Widespread information about the dangers of alcohol abuse has sparked lifestyle changes, especially among younger people, Janet says.
“Alcohol is linked to seven different types of cancer and diseases for people aged 60-plus. Most women are aware that drinking more than three small glasses of wine a week raises their risk of breast cancer by 15%,” she says.
“Young people are drinking a lot less than their parents did at their age. They are more health-conscious and heavy drinking doesn’t fit with the current wellness trend.
“The hashtag #sobercurious has taken Instagram by storm and TikTok also has a huge sobriety community.”
Janet adds that many millennials – those born between 1981 and 1996 – prefer not to drink, which, in turn, has sparked a trend of sober bars popping up all around the world, along with a growing selection of alcohol-free drinks.
“In a culture where alcohol has long been promoted as the most socially acceptable way to celebrate or relax, there’s certainly benefits to questioning the status quo,” says psychiatrist Dr Elie Aoun at New York University.
“It creates awareness among people who don’t have an Aud (alcohol use disorder) that alcohol isn’t beneficial, and that it could be harmful.”
There are many benefits to being sober curious, says Rhys Evans, managing director of drug and alcohol testing equipment supplier Alco-Safe.
One of them, he says, is being able to make educated decisions on whether to drink and being okay with your decision.
“It teaches people to understand how alcohol affects their bodies, their finances, performance and relationships. Once you have that knowledge then you can make an educated decision if you want to stop drinking, or only drink in certain situations,” he says.
This, he says, is important in a context with a drinking culture like South Africa, where choosing not to drink might be perceived by others as though something is wrong.
Oliver agrees and adds that “being sober curious starts with asking yourself why you choose to pick up a drink.
“Drinking is usually something we do without thinking about it, even though we know it’s causing minor issues such as headaches, restless sleep and hangovers, and major issues such disease and relationship problems.

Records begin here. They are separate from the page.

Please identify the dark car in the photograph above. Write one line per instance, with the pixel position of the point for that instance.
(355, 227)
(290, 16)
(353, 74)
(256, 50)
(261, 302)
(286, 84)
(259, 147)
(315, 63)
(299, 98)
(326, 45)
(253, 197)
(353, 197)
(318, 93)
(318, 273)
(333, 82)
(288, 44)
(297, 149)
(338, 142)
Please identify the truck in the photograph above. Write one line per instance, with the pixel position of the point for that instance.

“It’s a good thing to be curious about life and ponder alternative choices.”
Stopping or slowing down drinking can help reinvigorate your body, Janet says. “For example, your blood pressure and liver stiffness will decrease.
“Drinking alcohol is like pouring petrol on your anxiety, and without it, you’ll feel calmer and more in control.
“Your sleep will improve. If you’ve been drinking for years, then you’ll have built up a level of fatigue – just taking a month off will enable you to get some good quality sleep so that you can rest and recharge.”
Sober curiosity, however, isn’t for everyone, cautions Janet, especially not people who are addicts.
If a person tries, and fails to moderate their alcohol intake, it’s an indication that they’ve crossed a line with alcohol and are unable to turn back.
In this case it would be better to seek help in the form of support groups such as Alcoholics Anonymous and others.
“It’s very hard to change your drinking habits on your own, so you do need a community of others on the same path,” Janet says.
“Once you’ve found the right group, you’ll be able to learn how to quit and then to thrive in your alcohol-free life.”
It’s important to be aware of the difference between being sober curious and being in recovery from alcoholism, Rhys says.
“People who are in recovery choose to be sober, but they do so because of their extreme alcohol dependency or abuse, and they have no other option.”
A sober curious person on the other hand may start to see signs of abuse and consciously decide not to indulge before things get out of hand or they just want to take better care of their health.